Today’s lesson comes courtesy of my friend JJ. For those who don’t know JJ was born and raised around her parents integrator business down in North Carolina. Yesterday JJ sent out this very funny video she found based on the “what do I want to be when I grow up” theme. There is some mildly offensive language that I doubt any of you will mind. While watching though remember that for most of us, vendor or user – the integrator, VAR, channel partner is the key distribution and delivery vehicle that is responsible for much of our security and IT in general.
I have some other good articles below, so be sure to continue on after the video. Have a good day!

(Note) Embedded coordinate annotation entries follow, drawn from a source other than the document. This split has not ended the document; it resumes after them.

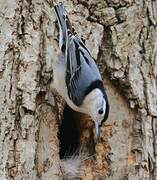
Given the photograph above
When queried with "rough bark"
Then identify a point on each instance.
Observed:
(122, 37)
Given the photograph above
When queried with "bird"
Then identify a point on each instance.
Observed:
(76, 76)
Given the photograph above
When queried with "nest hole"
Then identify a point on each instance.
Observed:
(71, 135)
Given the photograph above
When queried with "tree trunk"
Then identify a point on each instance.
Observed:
(122, 37)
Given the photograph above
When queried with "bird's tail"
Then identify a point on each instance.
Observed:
(64, 24)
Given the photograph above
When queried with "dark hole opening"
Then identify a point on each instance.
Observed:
(69, 133)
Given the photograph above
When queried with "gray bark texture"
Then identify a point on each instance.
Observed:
(122, 37)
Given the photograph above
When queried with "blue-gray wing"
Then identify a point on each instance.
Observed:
(81, 69)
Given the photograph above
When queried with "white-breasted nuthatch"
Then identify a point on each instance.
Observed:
(76, 76)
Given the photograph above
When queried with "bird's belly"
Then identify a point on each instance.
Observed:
(60, 85)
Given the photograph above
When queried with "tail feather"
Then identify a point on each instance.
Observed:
(65, 27)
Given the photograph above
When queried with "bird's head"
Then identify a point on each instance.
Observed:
(98, 108)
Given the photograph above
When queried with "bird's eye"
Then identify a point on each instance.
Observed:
(101, 111)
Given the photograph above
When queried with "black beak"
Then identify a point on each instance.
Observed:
(97, 129)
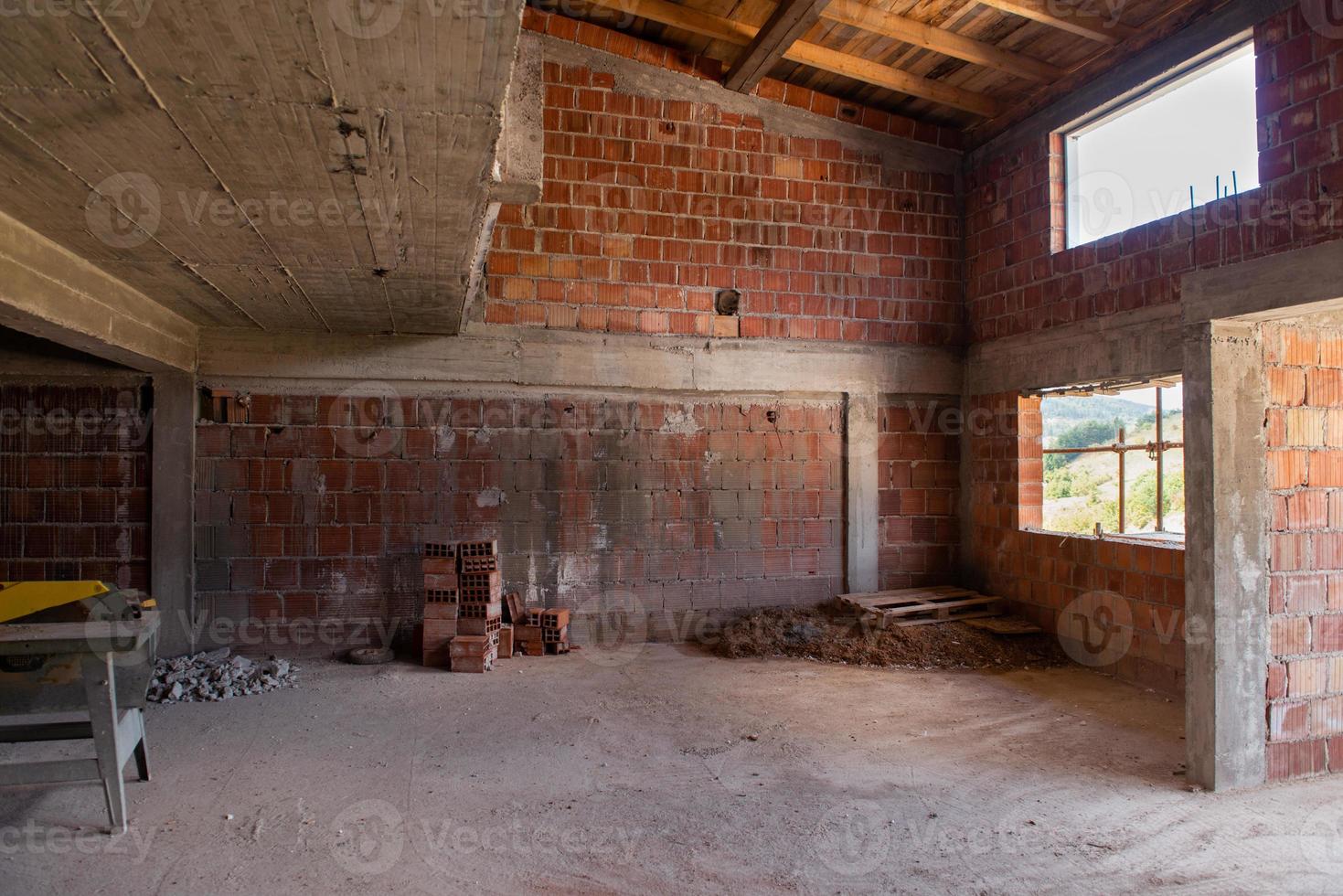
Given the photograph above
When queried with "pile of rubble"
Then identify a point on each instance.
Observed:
(208, 677)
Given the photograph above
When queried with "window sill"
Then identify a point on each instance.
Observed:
(1173, 540)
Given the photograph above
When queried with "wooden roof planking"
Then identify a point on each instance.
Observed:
(976, 65)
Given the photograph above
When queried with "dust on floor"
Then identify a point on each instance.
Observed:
(666, 770)
(833, 635)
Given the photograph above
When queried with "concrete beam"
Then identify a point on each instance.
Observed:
(862, 520)
(53, 293)
(1225, 557)
(555, 359)
(1134, 344)
(172, 551)
(1305, 281)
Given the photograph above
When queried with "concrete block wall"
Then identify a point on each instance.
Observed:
(1305, 434)
(650, 206)
(1044, 574)
(315, 507)
(1019, 277)
(74, 481)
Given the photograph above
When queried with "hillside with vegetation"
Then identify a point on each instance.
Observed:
(1082, 489)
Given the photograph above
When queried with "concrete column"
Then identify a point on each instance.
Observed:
(172, 511)
(861, 517)
(1225, 557)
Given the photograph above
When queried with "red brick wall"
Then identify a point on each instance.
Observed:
(306, 512)
(919, 480)
(1017, 283)
(1044, 574)
(74, 483)
(1305, 432)
(650, 206)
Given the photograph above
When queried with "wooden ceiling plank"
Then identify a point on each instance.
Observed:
(1076, 22)
(947, 43)
(790, 23)
(810, 54)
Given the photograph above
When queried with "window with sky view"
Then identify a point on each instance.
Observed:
(1137, 164)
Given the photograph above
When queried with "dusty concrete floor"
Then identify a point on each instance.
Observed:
(675, 773)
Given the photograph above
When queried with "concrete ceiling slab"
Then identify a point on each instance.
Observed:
(277, 164)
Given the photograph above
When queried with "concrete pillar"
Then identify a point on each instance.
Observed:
(861, 517)
(172, 504)
(1225, 555)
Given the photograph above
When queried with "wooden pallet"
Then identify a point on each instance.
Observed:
(922, 606)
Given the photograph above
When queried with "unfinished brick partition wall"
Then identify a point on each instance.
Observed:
(650, 206)
(1044, 572)
(1305, 437)
(315, 507)
(74, 481)
(919, 491)
(1021, 280)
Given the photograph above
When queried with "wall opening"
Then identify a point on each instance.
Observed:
(1111, 460)
(1186, 143)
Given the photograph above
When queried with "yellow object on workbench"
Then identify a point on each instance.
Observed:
(25, 598)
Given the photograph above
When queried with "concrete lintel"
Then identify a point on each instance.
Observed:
(524, 357)
(172, 571)
(48, 292)
(1285, 285)
(1134, 344)
(862, 518)
(1225, 557)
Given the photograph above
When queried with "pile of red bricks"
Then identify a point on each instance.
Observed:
(546, 632)
(464, 626)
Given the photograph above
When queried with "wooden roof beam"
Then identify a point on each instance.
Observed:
(1074, 20)
(790, 22)
(859, 15)
(809, 54)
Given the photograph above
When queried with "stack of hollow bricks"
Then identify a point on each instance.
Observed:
(1305, 434)
(650, 206)
(1041, 572)
(544, 632)
(74, 483)
(463, 604)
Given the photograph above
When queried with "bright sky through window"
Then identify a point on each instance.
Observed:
(1136, 165)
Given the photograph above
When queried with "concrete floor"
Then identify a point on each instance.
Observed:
(673, 772)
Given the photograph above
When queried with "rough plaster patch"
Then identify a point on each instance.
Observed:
(680, 422)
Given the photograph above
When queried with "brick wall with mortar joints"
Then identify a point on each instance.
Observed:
(1305, 438)
(1018, 280)
(919, 492)
(315, 508)
(74, 483)
(649, 208)
(1042, 572)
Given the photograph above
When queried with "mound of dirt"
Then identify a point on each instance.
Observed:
(832, 635)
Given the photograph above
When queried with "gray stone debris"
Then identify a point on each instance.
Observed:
(208, 677)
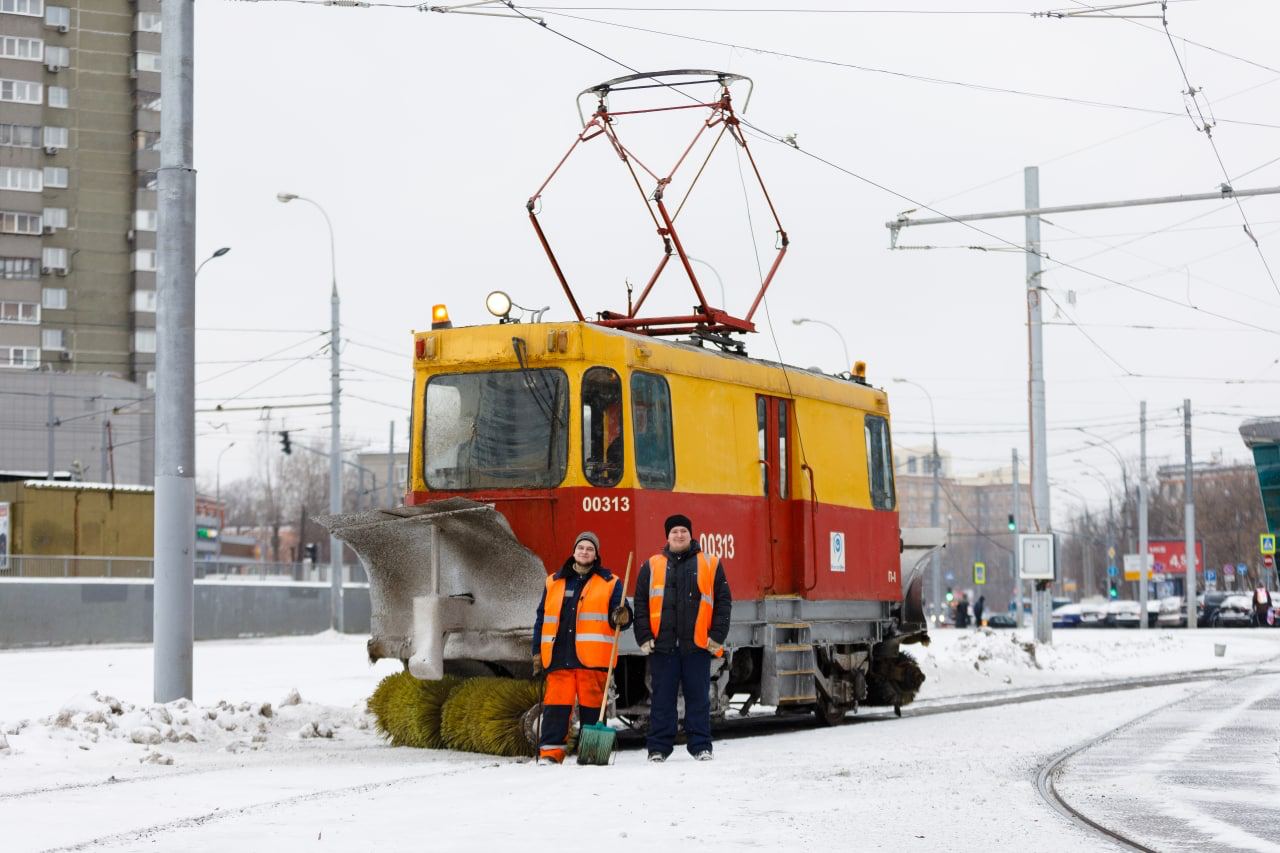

Browser Wars continued? – Couple of articles today about browser security wars. And here I thought the browser wars ended when Marc Andreessen left Netscape! First Brian Krebs has a good article about a report from Secunia. The report details two metrics. One is how many security flaws were reported and fixed over the past year. The second and as Brian points out much more important metric, was how long on average it took to fix. On the first metric, believe it or not Mozzila far outpaced other browsers in the number of vulnerabilities fixed with over 100. This was like 4 times more then IE for example. But again as Brian says, the key thing was that Mozzilla fixed their holes on average in 43 days versus over 100 days for the Redmond team. Me, I think these are both too much. Of course I want to see less vulnerabilities found, but that is a pipe dream. Quicker response times is the key and I would like to see them both under 30 days!
Browser Wars continued part 2- A new version of the Opera browser was released to address some security flaws. Who cares? Between IE, Firefox, Safari and Chrome, all being free, is their any room for another browser? If there is how does Opera make enough money to keep the lights on against these competitors that give it away?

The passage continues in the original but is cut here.